Howard was expecting him; he was on his feet even before Steve came fully into the room. When he saw who it was, he relaxed and smiled. "They let you in. I wasn't sure if they would."
Steve nodded. "Yeah." He wondered if Howard was going to try to hug him again, but apparently he had gotten that out of his system on the helicarrier's deck, for he remained standing beside the table. "Fury said you wanted to see me."
"I do," Howard said. He had aged well, Steve noted. There was gray in his hair, but not much; his mustache was still almost completely black. There were more lines on his face, and he was thinner than Steve remembered, except for his belly, which had the soft look of a man who drank too much. "Will you sit?" He smiled, and he looked so charming then, so casual and happy, that Steve was forcefully reminded of Tony, and the way he too could effortlessly charm the world around him.

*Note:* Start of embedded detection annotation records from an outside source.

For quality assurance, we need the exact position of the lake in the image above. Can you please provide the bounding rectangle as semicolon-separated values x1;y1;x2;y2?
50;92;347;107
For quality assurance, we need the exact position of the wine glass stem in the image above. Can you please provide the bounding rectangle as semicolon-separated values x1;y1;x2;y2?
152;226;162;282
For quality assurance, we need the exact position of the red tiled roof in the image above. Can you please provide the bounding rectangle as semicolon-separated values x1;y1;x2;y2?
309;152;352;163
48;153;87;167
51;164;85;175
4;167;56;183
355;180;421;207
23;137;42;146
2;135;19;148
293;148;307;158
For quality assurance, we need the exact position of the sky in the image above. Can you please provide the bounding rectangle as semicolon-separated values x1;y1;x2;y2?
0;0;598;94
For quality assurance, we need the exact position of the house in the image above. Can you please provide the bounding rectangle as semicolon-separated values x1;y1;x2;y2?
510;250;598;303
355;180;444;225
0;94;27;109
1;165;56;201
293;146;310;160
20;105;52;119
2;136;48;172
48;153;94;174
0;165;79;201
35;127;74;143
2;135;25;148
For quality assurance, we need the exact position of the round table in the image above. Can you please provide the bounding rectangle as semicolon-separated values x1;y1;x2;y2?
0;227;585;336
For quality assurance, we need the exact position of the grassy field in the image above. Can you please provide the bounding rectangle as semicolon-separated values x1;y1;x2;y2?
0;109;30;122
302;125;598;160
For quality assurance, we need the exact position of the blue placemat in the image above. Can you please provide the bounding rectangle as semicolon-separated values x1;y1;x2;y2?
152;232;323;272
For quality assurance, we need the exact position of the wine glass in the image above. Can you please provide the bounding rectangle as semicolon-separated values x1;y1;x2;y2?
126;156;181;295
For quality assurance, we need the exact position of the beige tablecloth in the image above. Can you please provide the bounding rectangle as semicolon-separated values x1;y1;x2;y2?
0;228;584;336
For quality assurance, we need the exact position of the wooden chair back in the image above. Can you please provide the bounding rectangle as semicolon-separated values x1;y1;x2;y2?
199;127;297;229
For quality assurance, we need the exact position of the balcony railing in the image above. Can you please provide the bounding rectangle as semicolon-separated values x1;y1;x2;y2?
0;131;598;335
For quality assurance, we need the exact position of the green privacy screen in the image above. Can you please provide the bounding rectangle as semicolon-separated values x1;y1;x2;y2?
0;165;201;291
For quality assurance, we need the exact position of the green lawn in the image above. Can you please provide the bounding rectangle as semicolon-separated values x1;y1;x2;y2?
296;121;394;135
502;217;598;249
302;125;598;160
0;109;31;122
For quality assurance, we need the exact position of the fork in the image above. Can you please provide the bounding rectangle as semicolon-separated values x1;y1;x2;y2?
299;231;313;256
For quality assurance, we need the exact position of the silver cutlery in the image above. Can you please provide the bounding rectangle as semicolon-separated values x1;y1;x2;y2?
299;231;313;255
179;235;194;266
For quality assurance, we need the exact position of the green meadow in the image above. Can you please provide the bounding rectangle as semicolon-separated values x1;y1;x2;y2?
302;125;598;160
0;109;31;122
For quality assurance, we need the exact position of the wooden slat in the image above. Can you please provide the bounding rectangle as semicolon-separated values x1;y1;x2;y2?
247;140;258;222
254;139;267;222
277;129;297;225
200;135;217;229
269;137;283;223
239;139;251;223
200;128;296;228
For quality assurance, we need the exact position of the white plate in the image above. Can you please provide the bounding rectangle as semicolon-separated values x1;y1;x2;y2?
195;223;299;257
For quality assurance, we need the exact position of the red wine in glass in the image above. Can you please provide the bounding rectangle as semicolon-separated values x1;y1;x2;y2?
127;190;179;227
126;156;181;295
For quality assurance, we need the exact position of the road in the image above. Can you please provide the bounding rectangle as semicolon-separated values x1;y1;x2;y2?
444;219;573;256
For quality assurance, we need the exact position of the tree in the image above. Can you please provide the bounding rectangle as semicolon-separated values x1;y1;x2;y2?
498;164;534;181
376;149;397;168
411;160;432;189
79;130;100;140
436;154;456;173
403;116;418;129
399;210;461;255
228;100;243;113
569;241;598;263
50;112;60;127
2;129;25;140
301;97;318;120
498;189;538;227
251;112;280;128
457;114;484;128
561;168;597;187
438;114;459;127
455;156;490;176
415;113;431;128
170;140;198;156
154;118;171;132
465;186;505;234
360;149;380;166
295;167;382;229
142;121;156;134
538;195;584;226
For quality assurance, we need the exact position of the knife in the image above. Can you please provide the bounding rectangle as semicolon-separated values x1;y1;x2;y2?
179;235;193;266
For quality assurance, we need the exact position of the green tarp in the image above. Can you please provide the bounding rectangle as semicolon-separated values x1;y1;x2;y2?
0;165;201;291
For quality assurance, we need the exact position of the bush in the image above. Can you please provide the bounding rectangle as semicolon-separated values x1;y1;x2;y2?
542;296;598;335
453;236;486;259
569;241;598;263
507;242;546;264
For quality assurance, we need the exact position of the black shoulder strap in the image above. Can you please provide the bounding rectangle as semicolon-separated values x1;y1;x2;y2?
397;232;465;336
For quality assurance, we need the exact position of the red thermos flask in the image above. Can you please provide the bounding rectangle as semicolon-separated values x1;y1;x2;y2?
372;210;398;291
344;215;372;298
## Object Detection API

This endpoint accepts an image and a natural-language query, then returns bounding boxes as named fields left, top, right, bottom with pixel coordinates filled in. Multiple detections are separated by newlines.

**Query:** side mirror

Still a bit cautious, Steve sat down. He chose the chair farthest away, a gesture that Howard did not miss. "Let me guess," Howard said. "They warned you what you can say." He made a gesture to the mirror, obviously knowing that he was being observed.
"Under the circumstances, it seems prudent," Steve said.
Howard nodded. "I agree." He looked at Steve, drinking in the sight of him. "My God…" He grinned. When he did, the years fell away, and he looked so much like the younger man Steve had known that something twinged painfully in his chest at the sight.
"Just to see you again," Howard said. "You have no idea how badly I've wanted this. And for so long." He made another gesture at the mirror. "They won't tell me what year it is. Still, it seems pretty obvious that it's not 1975 here."
Steve folded his hands on the table and said nothing. He told himself that he stood a better chance of withstanding Howard's efforts at worming information out of him than anyone else in SHIELD – after all, he did live with Tony, who was a mastermind at getting people to reveal things better left unsaid. He doubted there was anything Howard could try that Tony hadn't already attempted.
Thinking of Tony made him frown. Was Tony out there now watching this? Was he sitting there in the server room, monitoring them from a distance?
He couldn't decide if that would be better or worse. Maybe in some cases ignorance truly was bliss.
"It's okay," Howard said. "I understand. I really do. Why do you think I haven't asked about myself, and where I am in this world?"
"Then you know how this has to be," Steve said. It didn't escape his notice that Howard had only mentioned himself, not his wife or son. There could be two reasons for that. The simplest was that this Howard Stark had never gotten married and had a son. The second was that he simply didn't consider them important enough to mention.
"I do," Howard assured him. "And trust me, I didn't ask to see you so I could give you the third degree. I just wanted to see you again. To know that you were found. You really don't know what this means to me."
The intensity of his stare was frankly unnerving. But Steve had been stared down before by guys far scarier and more powerful than Howard Stark, so he did not flinch away, or look aside. He just sat there, hoping that his pounding heart wasn't blatantly obvious, and wondering what Tony must think about all of this – if he was even watching.
"I'm not going to ask if I'm the one who found you in this world," Howard said, "although I can't imagine who else might have done it if it wasn't me. And I'm not going to ask if I explained to you why it was so important that I find you. I'm just going to tell you now, so you understand."
"I don't think—" Steve began.
Howard held up a hand. "I'm not asking anything. I don't want information from you. I just want to explain."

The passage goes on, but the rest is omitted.